Simboli che diventano visioni. Visioni che si rivelano storie da raccontare. Di quelle storie che non ti esimeresti mal dal narrarle. Ricche di ilarità. In grado di sconvolgere e stravolgere. Molto spesso sono più grandi di noi e non le sappiamo decifrare nel più profondo. Nel nostro piccolo siamo capaci di dare un senso a tutto. Raramente ci rendiamo conto che quel tutto è un illusione che ci tiene imprigionati come un pezzo di carne all’interno del cellophane al supermercato.
Siamo tutti dipendenti da qualcosa dal quale vogliamo uscire, ma di rado lo comprendiamo. Molto spesso, tanti, non riescono a uscire da quell’involucro troppo stretto che ci tiene troppo legati a convinzioni, luoghi comuni che non rispecchiamo ciò che siamo.

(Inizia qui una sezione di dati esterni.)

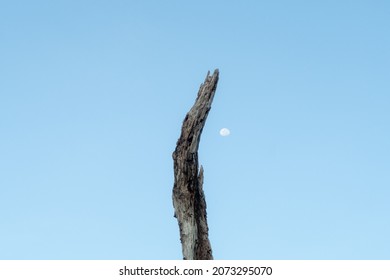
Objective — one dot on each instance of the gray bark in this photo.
(188, 196)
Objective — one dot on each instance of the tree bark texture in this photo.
(188, 196)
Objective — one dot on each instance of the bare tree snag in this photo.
(188, 196)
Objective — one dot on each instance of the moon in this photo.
(224, 132)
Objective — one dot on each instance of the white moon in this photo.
(224, 132)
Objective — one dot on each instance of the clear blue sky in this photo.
(93, 95)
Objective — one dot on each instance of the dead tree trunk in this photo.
(188, 196)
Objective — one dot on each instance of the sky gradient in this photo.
(93, 95)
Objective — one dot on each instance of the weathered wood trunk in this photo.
(188, 196)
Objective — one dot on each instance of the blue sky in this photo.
(93, 95)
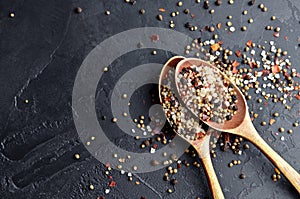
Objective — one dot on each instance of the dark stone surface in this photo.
(42, 48)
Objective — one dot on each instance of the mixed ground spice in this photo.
(180, 118)
(207, 93)
(261, 67)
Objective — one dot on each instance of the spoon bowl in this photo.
(241, 124)
(201, 144)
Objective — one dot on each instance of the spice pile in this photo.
(180, 118)
(207, 93)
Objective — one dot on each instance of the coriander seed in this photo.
(179, 3)
(114, 120)
(142, 11)
(77, 156)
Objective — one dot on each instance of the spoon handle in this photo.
(202, 149)
(213, 182)
(288, 171)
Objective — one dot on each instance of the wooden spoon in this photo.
(241, 124)
(202, 144)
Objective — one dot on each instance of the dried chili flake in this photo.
(265, 72)
(275, 69)
(215, 46)
(154, 38)
(238, 53)
(276, 34)
(235, 63)
(112, 184)
(249, 43)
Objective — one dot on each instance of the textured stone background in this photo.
(41, 50)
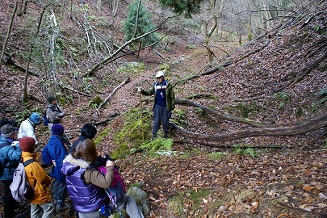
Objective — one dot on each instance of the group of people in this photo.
(73, 170)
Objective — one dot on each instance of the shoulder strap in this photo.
(26, 163)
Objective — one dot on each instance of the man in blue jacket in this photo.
(164, 103)
(53, 155)
(10, 155)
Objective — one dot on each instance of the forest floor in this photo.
(284, 177)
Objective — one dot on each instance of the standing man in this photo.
(27, 127)
(10, 154)
(53, 113)
(53, 155)
(164, 103)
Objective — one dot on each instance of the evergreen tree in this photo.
(139, 22)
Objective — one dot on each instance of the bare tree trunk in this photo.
(219, 18)
(8, 33)
(115, 6)
(30, 54)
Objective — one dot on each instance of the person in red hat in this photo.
(41, 204)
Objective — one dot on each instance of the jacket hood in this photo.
(70, 165)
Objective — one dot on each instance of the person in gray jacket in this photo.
(53, 113)
(10, 155)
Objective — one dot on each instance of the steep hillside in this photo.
(278, 79)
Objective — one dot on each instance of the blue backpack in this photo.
(45, 119)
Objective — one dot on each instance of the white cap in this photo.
(160, 74)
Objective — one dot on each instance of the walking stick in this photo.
(141, 116)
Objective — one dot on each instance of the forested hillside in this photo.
(248, 135)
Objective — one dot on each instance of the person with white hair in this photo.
(27, 127)
(164, 103)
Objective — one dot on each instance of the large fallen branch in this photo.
(296, 129)
(108, 58)
(113, 92)
(220, 115)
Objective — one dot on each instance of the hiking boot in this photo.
(166, 135)
(61, 207)
(154, 136)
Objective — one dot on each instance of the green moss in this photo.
(131, 134)
(102, 135)
(95, 102)
(158, 147)
(215, 155)
(245, 109)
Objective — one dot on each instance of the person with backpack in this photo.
(117, 192)
(27, 127)
(85, 184)
(41, 204)
(164, 103)
(88, 131)
(53, 113)
(53, 155)
(10, 155)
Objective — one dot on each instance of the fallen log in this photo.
(296, 129)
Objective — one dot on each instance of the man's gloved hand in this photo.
(170, 113)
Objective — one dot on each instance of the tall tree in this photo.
(139, 22)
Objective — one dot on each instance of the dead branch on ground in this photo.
(296, 129)
(220, 115)
(108, 58)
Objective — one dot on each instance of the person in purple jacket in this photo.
(53, 155)
(85, 183)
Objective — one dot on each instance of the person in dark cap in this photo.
(41, 205)
(164, 103)
(88, 131)
(10, 154)
(53, 155)
(27, 127)
(53, 113)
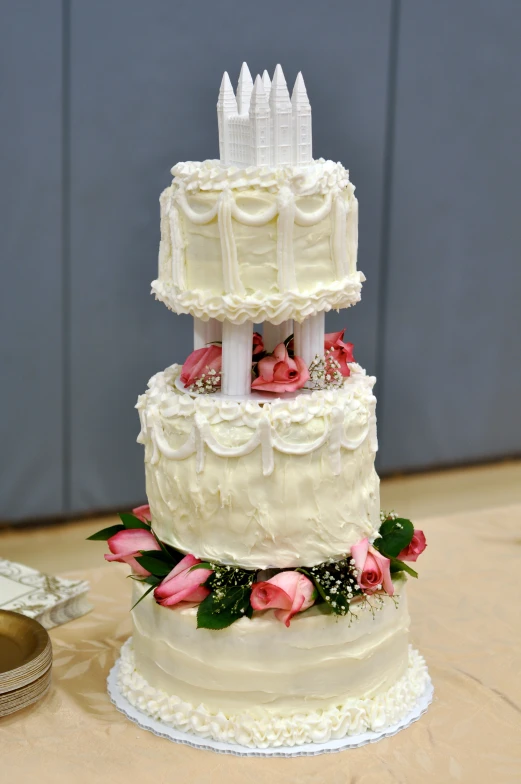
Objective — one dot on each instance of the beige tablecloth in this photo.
(466, 620)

Perché ciò che siamo va al di là delle chiacchiere, delle battute mosce, e di tutto ciò che ci allontana da quell’equilibrio che vorremmo raggiungere. Delle volte osare aiuta a farci comprendere quanto l’arte nel tempo abbia contribuito a cambiare realmente il pensiero, e il modo di attuarlo.

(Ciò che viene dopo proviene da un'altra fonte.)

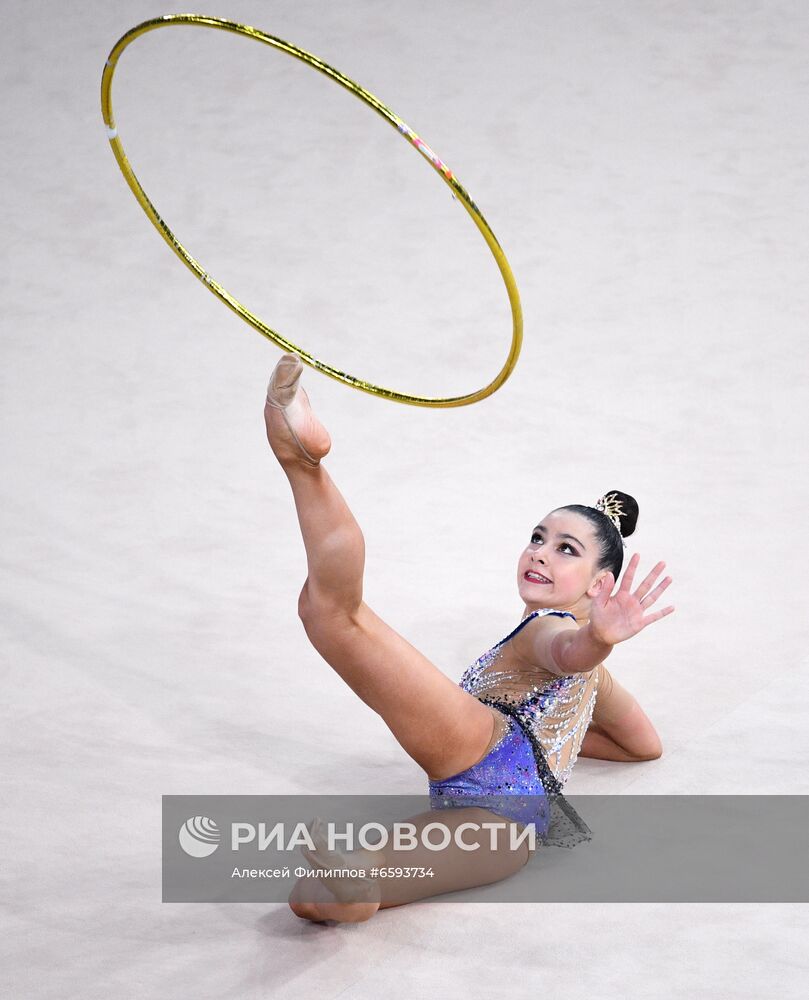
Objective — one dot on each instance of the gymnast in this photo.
(522, 712)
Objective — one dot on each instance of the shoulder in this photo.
(536, 635)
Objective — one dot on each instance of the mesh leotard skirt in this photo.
(513, 780)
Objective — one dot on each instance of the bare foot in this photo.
(294, 432)
(344, 898)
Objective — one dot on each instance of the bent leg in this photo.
(491, 858)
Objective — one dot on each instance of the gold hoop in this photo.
(438, 165)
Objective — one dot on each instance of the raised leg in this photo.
(443, 728)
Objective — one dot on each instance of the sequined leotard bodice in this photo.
(554, 710)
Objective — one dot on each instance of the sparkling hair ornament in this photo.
(610, 505)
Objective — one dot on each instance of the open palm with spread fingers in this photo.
(619, 616)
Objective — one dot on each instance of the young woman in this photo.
(522, 712)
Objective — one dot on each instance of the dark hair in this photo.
(610, 540)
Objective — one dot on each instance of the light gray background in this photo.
(644, 167)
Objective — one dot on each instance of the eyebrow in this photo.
(541, 527)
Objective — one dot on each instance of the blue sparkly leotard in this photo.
(543, 721)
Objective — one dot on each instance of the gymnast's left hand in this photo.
(619, 616)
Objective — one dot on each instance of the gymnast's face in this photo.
(558, 568)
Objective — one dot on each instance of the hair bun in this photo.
(629, 510)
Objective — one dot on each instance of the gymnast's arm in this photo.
(620, 729)
(560, 646)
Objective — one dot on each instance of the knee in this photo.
(317, 609)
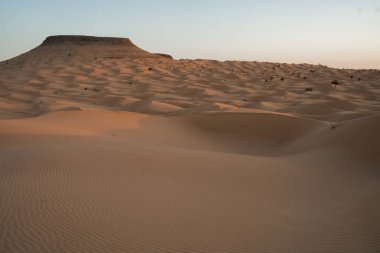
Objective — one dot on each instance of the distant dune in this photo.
(106, 147)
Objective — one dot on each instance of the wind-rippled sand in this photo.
(159, 155)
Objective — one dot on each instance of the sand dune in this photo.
(108, 148)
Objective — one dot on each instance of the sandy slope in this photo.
(148, 154)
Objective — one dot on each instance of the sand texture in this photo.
(105, 147)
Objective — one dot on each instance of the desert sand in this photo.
(105, 147)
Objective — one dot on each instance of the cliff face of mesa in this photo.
(84, 47)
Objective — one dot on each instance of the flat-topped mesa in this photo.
(86, 48)
(86, 40)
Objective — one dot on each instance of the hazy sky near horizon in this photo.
(341, 33)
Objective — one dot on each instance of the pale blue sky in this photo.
(341, 33)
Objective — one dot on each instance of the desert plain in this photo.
(105, 147)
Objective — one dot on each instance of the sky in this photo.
(340, 33)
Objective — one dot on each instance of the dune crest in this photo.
(105, 147)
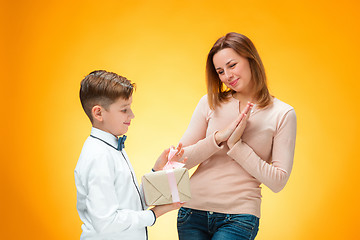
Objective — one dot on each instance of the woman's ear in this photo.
(96, 113)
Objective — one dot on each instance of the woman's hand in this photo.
(162, 209)
(225, 134)
(238, 132)
(163, 158)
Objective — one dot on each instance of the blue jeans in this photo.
(201, 225)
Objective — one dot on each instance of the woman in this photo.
(235, 152)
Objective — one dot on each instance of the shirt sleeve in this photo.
(102, 203)
(276, 174)
(197, 146)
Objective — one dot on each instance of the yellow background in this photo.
(310, 50)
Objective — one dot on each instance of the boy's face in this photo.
(117, 118)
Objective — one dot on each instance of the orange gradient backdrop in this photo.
(310, 50)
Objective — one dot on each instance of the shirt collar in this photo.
(105, 136)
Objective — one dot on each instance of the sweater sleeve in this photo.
(276, 174)
(197, 146)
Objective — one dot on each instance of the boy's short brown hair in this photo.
(103, 88)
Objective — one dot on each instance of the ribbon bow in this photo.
(172, 164)
(121, 142)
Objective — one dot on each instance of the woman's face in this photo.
(233, 70)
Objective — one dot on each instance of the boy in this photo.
(109, 200)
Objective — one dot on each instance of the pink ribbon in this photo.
(169, 168)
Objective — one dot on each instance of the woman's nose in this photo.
(228, 75)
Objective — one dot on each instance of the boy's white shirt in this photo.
(108, 201)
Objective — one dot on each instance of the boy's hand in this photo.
(162, 209)
(162, 160)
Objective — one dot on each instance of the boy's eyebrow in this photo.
(226, 63)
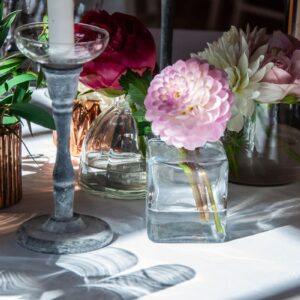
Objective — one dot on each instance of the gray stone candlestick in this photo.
(64, 232)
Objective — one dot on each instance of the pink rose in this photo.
(283, 78)
(131, 46)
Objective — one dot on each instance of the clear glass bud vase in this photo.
(111, 163)
(186, 193)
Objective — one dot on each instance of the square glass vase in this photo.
(186, 193)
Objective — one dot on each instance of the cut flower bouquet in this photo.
(188, 105)
(263, 73)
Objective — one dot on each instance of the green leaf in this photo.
(25, 77)
(30, 128)
(290, 99)
(40, 79)
(7, 100)
(9, 64)
(21, 93)
(4, 78)
(136, 87)
(33, 114)
(9, 120)
(44, 36)
(5, 25)
(1, 10)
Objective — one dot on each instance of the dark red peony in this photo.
(131, 46)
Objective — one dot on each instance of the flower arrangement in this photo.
(131, 47)
(260, 69)
(189, 104)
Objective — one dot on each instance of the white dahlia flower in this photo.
(240, 55)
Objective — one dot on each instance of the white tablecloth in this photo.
(261, 260)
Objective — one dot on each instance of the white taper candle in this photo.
(61, 25)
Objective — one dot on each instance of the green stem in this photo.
(200, 196)
(142, 145)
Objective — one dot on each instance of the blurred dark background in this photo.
(208, 15)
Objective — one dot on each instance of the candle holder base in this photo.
(77, 235)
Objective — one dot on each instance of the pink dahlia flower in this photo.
(189, 104)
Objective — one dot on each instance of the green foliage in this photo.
(5, 24)
(135, 87)
(234, 143)
(290, 99)
(44, 36)
(15, 94)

La bellezza sta proprio nel percepire il senso dell’arte. Esprimere se stessi e la propria visione del mondo in un modo che potrebbe dare l’impressione che siamo stati capaci di prenderci sul serio, fin troppo sul serio, fino a raggiungere degli spasmi, a causa di aver superato ogni limite. Come segno che quei limiti in realtà non esistono.
In questi casi correre non serve a nulla, ed il senso lo ritroviamo nel fermarci per brevi attimi, assaporare un thé rigenerante, meditare e perdere i sensi per riacquistarli quando, in un secondo momento, avremmo ripreso a respirare nuovamente.
“Sayonara” è un arrivederci al mondo, e l’inizio di una seconda vita.